Image: Global Fishing Watch

Using satellite imagery and AI, researchers have mapped human activity at sea with more precision than ever before. The effort exposed a huge amount of industrial activity that previously flew under the radar, from suspicious fishing operations to an explosion of offshore energy development.

The maps were published today in the journal Nature. The research led by Google-backed nonprofit Global Fishing Watch revealed that a whopping three-quarters of the world’s industrial fishing vessels are not publicly tracked. Up to 30 percent of transport and energy vessels also escape public tracking.

Those blind spots could hamper global conservation efforts, the researchers say. To better protect the world’s oceans and fisheries, policymakers need a more accurate picture of where people are exploiting resources at sea.

“The question is which 30 percent should we protect?”

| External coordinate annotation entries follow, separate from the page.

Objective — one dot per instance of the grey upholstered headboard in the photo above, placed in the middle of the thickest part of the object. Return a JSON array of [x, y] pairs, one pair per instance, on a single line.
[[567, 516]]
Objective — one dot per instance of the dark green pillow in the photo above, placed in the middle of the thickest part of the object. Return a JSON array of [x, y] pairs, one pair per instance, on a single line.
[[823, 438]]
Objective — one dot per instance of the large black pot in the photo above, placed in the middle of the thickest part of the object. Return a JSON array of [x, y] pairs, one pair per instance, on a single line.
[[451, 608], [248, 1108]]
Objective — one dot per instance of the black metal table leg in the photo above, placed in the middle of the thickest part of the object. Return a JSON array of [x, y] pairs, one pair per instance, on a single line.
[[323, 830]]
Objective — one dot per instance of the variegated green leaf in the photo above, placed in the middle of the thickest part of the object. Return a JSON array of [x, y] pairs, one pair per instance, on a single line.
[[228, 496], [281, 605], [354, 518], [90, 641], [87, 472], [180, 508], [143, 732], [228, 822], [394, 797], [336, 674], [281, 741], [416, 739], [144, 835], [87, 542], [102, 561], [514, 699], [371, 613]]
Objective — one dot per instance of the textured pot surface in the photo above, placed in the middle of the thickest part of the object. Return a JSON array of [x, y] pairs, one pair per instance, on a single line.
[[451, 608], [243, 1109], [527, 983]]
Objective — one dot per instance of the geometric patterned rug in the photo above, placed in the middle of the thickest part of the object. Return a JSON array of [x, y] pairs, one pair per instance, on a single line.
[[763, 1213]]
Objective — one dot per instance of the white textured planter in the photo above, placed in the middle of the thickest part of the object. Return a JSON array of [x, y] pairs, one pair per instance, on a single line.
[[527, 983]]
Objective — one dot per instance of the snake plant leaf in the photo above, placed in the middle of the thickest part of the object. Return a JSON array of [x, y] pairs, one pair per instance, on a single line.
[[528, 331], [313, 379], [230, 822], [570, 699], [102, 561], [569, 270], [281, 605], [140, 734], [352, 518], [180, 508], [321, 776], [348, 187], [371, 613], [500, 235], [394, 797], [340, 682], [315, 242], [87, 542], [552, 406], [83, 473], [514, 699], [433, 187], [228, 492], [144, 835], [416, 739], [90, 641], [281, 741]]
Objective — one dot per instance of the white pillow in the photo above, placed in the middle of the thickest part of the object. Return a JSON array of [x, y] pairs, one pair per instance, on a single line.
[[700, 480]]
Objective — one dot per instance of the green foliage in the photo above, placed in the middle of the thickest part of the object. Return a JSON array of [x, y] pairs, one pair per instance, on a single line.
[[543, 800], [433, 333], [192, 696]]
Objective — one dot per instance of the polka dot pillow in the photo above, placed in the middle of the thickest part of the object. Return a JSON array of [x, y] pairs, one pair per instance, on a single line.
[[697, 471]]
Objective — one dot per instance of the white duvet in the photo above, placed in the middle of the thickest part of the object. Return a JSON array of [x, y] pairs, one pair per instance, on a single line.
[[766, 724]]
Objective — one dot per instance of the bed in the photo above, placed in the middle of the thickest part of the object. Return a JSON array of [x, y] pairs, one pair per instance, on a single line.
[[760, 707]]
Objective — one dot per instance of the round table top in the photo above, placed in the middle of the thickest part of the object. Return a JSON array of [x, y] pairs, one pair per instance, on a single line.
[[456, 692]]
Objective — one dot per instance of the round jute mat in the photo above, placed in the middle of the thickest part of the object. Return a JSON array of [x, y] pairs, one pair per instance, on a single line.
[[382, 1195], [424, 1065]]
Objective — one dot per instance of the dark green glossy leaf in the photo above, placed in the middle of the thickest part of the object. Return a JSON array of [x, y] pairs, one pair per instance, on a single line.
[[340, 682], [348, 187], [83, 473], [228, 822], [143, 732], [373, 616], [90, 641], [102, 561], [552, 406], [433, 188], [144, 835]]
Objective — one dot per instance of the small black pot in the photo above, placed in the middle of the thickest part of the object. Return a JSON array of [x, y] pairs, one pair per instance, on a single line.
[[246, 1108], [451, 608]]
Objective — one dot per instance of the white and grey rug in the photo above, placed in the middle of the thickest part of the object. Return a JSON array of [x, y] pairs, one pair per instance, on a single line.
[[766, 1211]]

Nearly every nation on Earth has agreed to a joint goal of protecting 30 percent of Earth’s land and waters by 2030 under the Kunming-Montreal Global Biodiversity Framework adopted last year. “The question is which 30 percent should we protect? And you can’t have discussions about where the fishing activity, where the oil platforms are unless you have this map,” says David Kroodsma, one of the authors of the Nature paper and director of research and innovation at Global Fishing Watch.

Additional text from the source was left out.